All that remains is the small matter of returning home and eventually getting back to my bed at 10pm on the following day.

“Tomorrow will bring a new detainee, a new destination and a new challenge.”

Mark Brown
Duty Manager and Senior Detainee Custody Officer

Detainee Custody Officer | About the job

No two days are the same for a Detainee Custody Officer (DCO). You’ll come into contact with people from all walks of life on a daily basis as well as liaising with other G4S colleagues along with a wide variety of other
people including immigration officials, airport personnel and overseas authorities.

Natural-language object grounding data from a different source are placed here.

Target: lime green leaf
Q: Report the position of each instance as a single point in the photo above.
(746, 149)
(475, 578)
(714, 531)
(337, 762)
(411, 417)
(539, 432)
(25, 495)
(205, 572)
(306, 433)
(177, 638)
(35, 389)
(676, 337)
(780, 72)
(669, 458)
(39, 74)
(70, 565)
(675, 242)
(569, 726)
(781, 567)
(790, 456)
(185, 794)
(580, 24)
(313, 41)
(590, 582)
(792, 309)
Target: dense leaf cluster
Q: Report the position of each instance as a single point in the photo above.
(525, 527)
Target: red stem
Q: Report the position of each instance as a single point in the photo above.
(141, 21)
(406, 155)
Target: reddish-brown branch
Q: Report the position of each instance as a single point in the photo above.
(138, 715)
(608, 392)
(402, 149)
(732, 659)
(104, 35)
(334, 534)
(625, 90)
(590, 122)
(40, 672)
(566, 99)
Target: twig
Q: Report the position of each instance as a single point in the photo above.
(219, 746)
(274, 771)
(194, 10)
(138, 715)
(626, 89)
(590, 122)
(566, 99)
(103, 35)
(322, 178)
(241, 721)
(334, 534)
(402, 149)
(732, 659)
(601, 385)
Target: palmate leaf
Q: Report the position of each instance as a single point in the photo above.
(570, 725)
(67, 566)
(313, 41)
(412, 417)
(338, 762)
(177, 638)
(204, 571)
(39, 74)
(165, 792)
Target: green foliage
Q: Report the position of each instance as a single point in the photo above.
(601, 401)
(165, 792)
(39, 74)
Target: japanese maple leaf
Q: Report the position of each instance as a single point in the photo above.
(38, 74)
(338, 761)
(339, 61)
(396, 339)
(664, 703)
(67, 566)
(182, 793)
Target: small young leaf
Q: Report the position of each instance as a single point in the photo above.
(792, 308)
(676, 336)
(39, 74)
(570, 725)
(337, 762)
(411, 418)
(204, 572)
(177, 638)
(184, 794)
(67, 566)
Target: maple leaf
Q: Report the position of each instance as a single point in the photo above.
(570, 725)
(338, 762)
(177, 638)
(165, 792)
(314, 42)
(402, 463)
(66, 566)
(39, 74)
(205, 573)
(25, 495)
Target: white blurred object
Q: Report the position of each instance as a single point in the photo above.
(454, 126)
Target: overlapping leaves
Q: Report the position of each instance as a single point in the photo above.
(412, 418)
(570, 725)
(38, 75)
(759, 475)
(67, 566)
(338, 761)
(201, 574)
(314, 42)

Are you the person we’re looking for?

Being a DCO isn’t always plain sailing. It requires motivation, determination, initiative, adaptability and flexibility. You will be dealing with a wide variety of people as well as following standard processes and procedures in line with training and regulations, so the ability to follow instructions and respond positively is vital.

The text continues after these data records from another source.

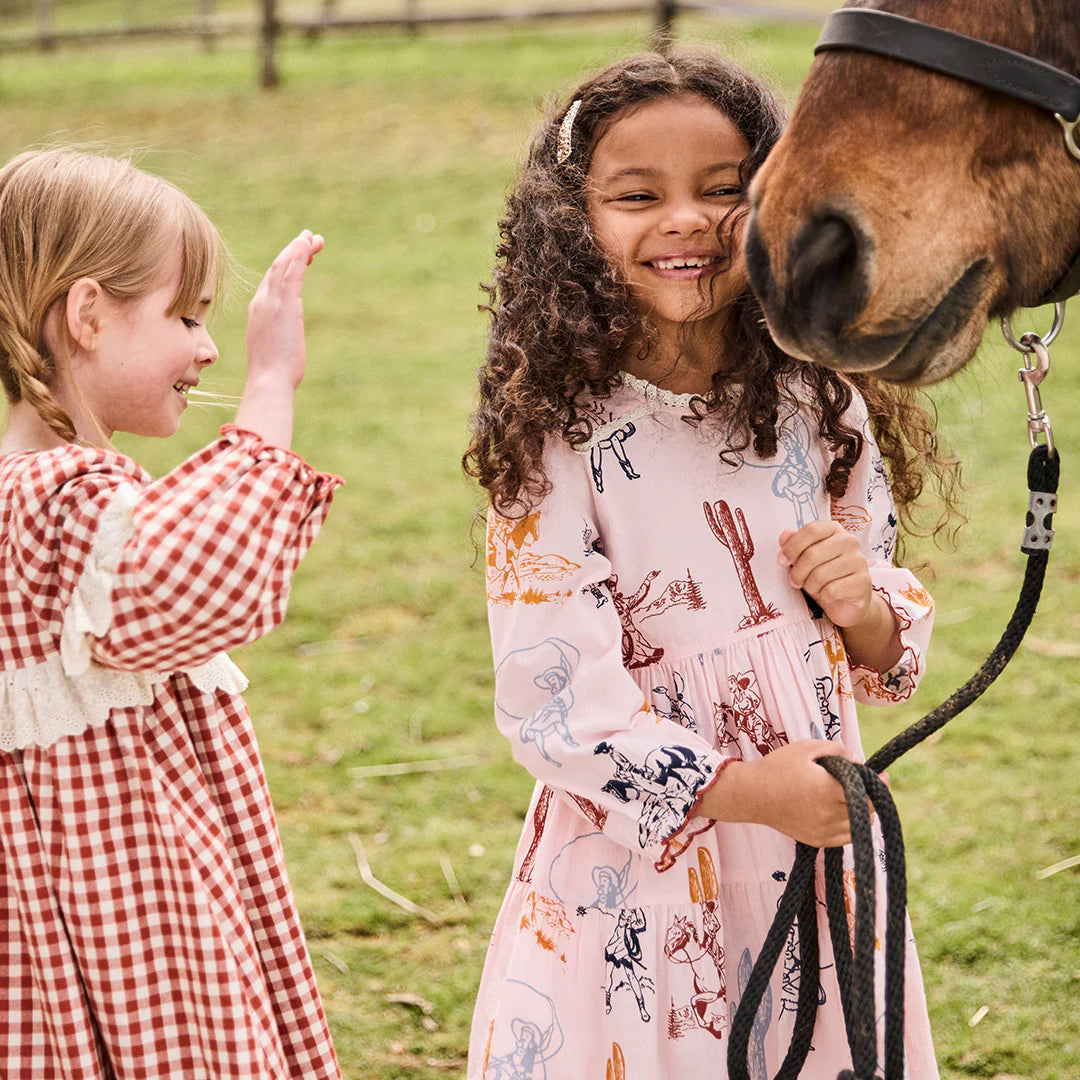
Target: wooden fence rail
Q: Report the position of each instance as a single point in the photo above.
(268, 24)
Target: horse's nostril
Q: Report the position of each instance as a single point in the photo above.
(827, 274)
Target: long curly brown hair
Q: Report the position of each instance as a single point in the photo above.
(562, 318)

We need people from a broad range of backgrounds with life experience who are good at listening to others, vigilant, non-judgmental and able to remain calm and in control under pressure. As part of our team of DCOs you’ll face many challenges so you’ll need to be able to think on your feet and use your initiative.

What will I be doing?
  • Accompanying detainees on scheduled or charter flights to their country of origin
  • Undertaking group repatriation on UKBA charter flights
  • Driving detainees and colleagues to the aircraft
  • Ensuring the welfare and security of the detainee is maintained at all times
  • Maintaining security and taking appropriate action to prevent escapes
  • Liaising with immigration officials, airport personnel and overseas authorities
  • Dealing with vulnerable and difficult detainees in a calm and professional manner to reduce risks to safety and security
  • Processing detainees, preparing documentation and ensuring that all paperwork is accurate and current
Frequently asked questions

What are the working hours?
Due to the nature of the role, start and finish times will vary according to flights and the needs of the business. You will be on call according to a shift rota and must be available for duty at any time 24 hours a day whilst on call. Actual hours worked will depend upon the job you have been tasked with. Overnight stays may also be required depending on the destination.

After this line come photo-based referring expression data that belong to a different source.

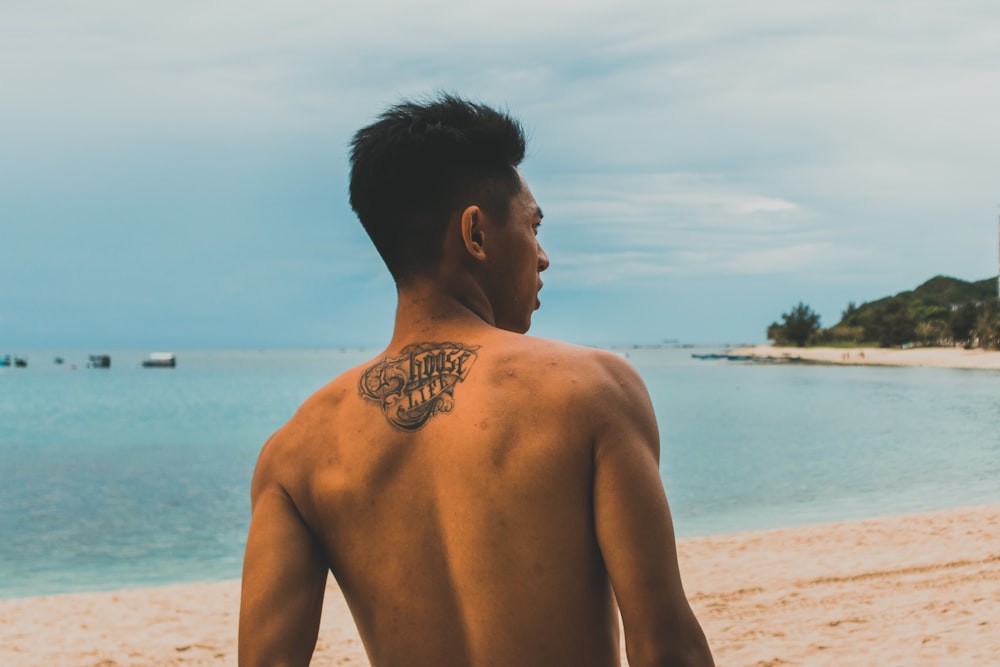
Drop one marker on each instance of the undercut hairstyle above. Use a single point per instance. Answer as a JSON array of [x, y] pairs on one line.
[[419, 163]]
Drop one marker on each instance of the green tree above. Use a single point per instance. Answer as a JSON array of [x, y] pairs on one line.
[[963, 319], [986, 330], [892, 324], [799, 325]]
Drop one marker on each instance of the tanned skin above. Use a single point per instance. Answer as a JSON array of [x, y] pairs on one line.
[[483, 498]]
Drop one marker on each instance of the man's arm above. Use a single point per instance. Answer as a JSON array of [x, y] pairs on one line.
[[635, 530], [284, 578]]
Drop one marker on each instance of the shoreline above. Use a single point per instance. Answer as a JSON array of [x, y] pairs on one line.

Will I be working with the same people all the time?
You will work alongside other DCOs to ensure that the detainees in our care are returned to their country of origin with dignity and respect. Travelling to a wide variety of destinations across the world means that you’ll come into contact with people of many nationalities and cultures so the ability to build relationships and trust quickly is vital.

Do I need previous experience in this type of work?
No. We welcome applications from people from all backgrounds with life experience and a common sense
approach. Your positive attitude, motivation and non-judgmental disciplined approach are essential to succeed.

What training will I receive?
In order to become a DCO, you’ll attend our comprehensive Home Office approved Initial Training Course (ITC) which covers skills such as communication, security, first aid and control and restraint. The ITC is followed by an induction and on-job training where you will work with more experienced DCOs in order to gain more practical experience of all aspects of the job.

When would I start work?
It can take up to 16 weeks before your security checks are complete. These checks include a 10 year employment history check, Counter Terrorist Clearance (DCO Accreditation) and an Enhanced Criminal Records Check carried out by the Criminal Records Bureau. You will also need to have been resident in the UK for a minimum period of three years to be eligible.

What are the benefits of working for G4S?
We invest heavily in our people and offer benefits that you would expect from a large quality organisation including generous holiday entitlement, life assurance, company pension, sick pay scheme, comprehensive training, career development and a uniform.